If you had told audiences that nineteen years later, M. Night Shamalyan’s Unbreakable would spawn a cinematic universe, they would probably be in disbelief – or question what a ‘cinematic universe’ is.
But that’s just what Glass does, it establishes a connection between multiple individual films, and tricks audiences (in a good way) into seeing a movie that could have easily been dismissed if it were simply a sequel.
My personal experience with this franchise actually goes back to Split. I watched the trailers, thought James McAvoy could play a creepy person with multiple personalities, and that it looked like an interesting thriller/horror suspense movie with a bit of pseudo-psychology thrown in.
I watched it, and thought it was good. I got what I paid for and was planning to leave satisfied. The story was wrapped up and … we have a few final minutes.
We cut to a bar – a bar with Bruce Willis watching the news.
And that was it.
That was all it took to give Split an entirely different interpretation and making it an official sequel to Unbreakable.
Now, I’d heard of Unbreakable – it was well received, and I checked out a few reviews of it before sitting down and watching it myself.
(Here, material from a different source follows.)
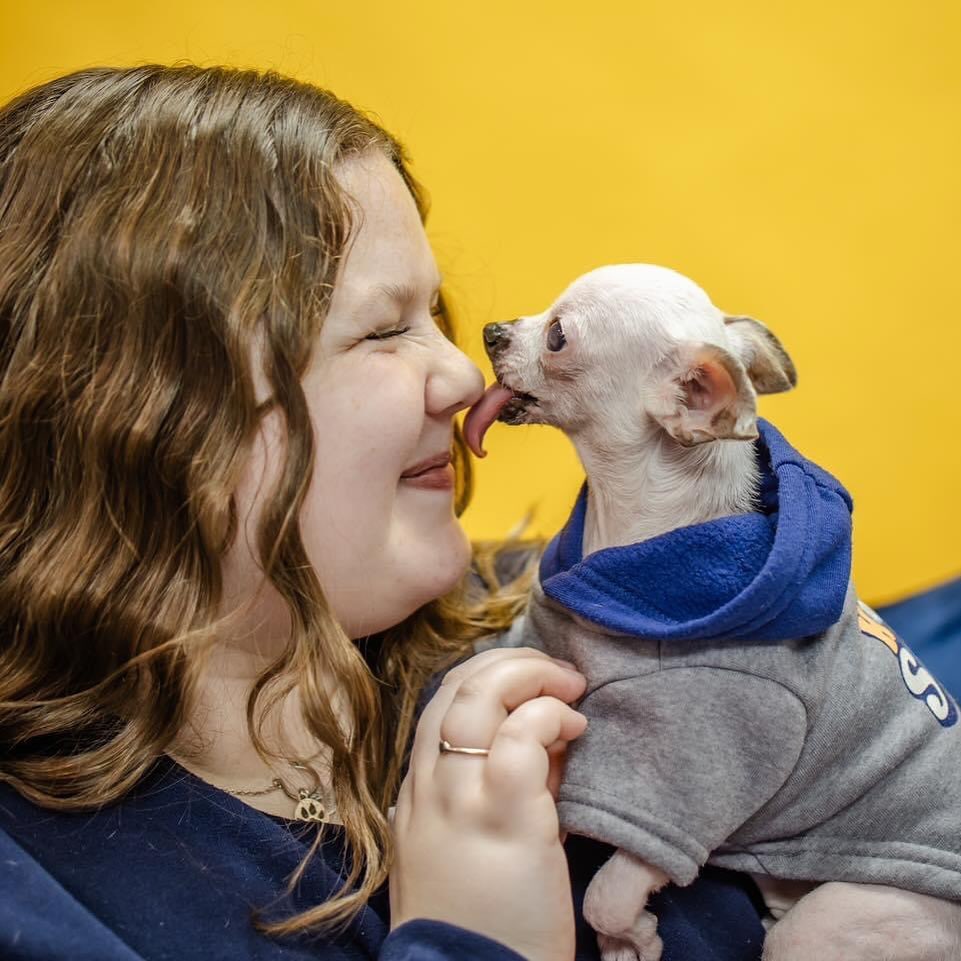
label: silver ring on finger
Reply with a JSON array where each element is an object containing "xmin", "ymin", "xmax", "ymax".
[{"xmin": 440, "ymin": 738, "xmax": 490, "ymax": 757}]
I had invested my time and money because of the last few moments of an unofficial sequel to a movie from the year 2000.
What happened? Would I have gone to see Unbreakable had I not seen Split?
THE ALL-STAR TEAM-UP
For all the comic book references in the film, I’m surprised that ‘All-Star Team Up’ wasn’t brought up more.
I enjoyed Unbreakable, and watching it made me appreciate the themes in Split even more – that constant theme of whether superhumans are real, or if it’s all dismissible by psychology. It wasn’t the narrative that hooked me – it was the premise and world-building.
But that’s why it’s such an interesting trilogy – it’s less “beginning, middle, end” and is instead two-standalone movies coming together to form a bigger cinematic universe … a “super” cinematic universe that discusses superhero stuff.
This was a formula established decades ago in the comic book format. Whether it’s lesser-known characters teaming up, or just fighting each other – think Freddy vs. Jason or Alien vs. Predator – but a little bit smarter, and with a greater sense of purpose.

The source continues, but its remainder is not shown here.